9. DESIGN RIGHTS - Any intellectual property related to goods made under drawings or specifications furnished by Purchaser shall be considered the exclusive property of Purchaser. Seller shall not provide said drawings or the same goods or parts to anyone else without Purchaser’s prior written consent.
10. WORK ON PURCHASER’S PREMISES - If any work under this order is to be performed on Purchaser’s premises, Seller agrees to indemnify, defend, and hold Purchaser harmless against any damages, claims, and expenses (including, but not limited to, attorneys’ fees) arising out of such work. Prior to commencement of such work, Seller agrees to furnish to Purchaser satisfactory evidence that Seller and its subcontractors have adequate insurance(s) naming Purchaser as an additional insured. Seller agrees to perform the work in accordance with safety rules of Purchaser and applicable state and local laws and regulations.
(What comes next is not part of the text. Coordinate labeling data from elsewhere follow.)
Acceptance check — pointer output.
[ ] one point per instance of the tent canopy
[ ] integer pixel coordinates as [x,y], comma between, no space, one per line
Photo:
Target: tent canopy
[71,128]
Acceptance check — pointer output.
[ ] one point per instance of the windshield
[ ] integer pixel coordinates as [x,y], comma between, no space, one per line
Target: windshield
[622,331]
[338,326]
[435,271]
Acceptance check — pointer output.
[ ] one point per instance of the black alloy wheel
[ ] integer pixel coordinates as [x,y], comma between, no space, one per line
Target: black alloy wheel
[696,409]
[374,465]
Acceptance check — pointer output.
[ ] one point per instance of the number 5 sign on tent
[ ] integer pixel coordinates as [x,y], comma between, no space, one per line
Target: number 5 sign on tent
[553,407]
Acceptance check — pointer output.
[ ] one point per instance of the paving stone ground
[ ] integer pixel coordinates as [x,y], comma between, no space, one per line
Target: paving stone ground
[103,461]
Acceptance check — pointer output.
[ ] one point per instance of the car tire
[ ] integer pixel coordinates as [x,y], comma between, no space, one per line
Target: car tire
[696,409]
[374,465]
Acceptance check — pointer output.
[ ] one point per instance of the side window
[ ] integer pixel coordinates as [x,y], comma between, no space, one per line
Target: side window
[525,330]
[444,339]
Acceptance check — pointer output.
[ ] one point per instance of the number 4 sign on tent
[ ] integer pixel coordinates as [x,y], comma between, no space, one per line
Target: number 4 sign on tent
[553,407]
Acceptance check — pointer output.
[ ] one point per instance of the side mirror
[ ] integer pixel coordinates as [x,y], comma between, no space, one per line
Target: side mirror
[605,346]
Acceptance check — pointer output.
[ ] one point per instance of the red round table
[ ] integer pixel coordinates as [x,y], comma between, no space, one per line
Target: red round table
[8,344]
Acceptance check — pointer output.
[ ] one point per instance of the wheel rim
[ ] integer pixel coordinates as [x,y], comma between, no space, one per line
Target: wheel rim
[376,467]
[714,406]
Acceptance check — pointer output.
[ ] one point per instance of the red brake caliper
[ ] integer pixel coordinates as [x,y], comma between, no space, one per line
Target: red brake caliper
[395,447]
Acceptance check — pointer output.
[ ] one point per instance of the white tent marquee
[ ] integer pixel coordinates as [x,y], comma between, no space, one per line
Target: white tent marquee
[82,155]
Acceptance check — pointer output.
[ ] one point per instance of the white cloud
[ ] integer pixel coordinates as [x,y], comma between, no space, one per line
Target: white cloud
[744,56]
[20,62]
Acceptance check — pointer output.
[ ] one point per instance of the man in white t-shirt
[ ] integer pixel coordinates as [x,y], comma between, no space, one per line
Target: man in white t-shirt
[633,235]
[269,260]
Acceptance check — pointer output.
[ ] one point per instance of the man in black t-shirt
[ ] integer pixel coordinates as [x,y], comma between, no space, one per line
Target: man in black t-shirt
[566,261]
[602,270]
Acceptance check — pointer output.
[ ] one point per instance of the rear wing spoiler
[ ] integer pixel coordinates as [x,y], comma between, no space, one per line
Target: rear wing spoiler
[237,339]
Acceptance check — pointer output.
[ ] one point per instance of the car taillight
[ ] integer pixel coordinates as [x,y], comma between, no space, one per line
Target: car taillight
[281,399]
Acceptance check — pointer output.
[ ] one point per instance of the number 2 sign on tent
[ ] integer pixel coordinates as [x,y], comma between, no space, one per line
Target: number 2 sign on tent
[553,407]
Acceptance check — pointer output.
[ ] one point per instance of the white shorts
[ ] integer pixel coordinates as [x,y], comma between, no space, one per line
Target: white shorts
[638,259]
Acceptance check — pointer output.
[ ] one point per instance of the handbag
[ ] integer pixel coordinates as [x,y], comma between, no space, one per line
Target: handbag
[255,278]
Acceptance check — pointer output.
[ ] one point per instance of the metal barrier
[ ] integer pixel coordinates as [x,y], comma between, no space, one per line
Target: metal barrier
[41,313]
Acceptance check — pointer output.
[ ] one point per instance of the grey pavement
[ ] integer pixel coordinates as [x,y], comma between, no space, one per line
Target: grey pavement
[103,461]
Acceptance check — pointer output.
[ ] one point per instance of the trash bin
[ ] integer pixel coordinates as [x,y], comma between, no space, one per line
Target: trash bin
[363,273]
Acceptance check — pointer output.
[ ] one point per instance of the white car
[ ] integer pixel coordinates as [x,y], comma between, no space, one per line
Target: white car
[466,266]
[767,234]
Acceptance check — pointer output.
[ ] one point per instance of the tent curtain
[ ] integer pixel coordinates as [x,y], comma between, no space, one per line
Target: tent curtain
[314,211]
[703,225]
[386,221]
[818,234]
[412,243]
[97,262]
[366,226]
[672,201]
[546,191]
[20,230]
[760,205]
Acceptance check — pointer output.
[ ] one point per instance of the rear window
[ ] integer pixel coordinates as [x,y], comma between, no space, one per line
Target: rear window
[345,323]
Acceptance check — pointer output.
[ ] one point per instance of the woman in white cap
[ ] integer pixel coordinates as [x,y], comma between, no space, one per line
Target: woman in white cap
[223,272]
11. LAW - The rights and duties of all persons and the construction and the effect of all provisions hereof shall be governed by and construed according to the laws of the State of Wisconsin (exclusive of Wisconsin’s conflicts of laws rules).
12. MISCELLANEOUS – If any of these terms and conditions are held invalid the remainder shall not be affected thereby. Any waiver of strict compliance with a provision of this order shall not be deemed a waiver of Purchaser’s right to insist upon strict compliance thereafter.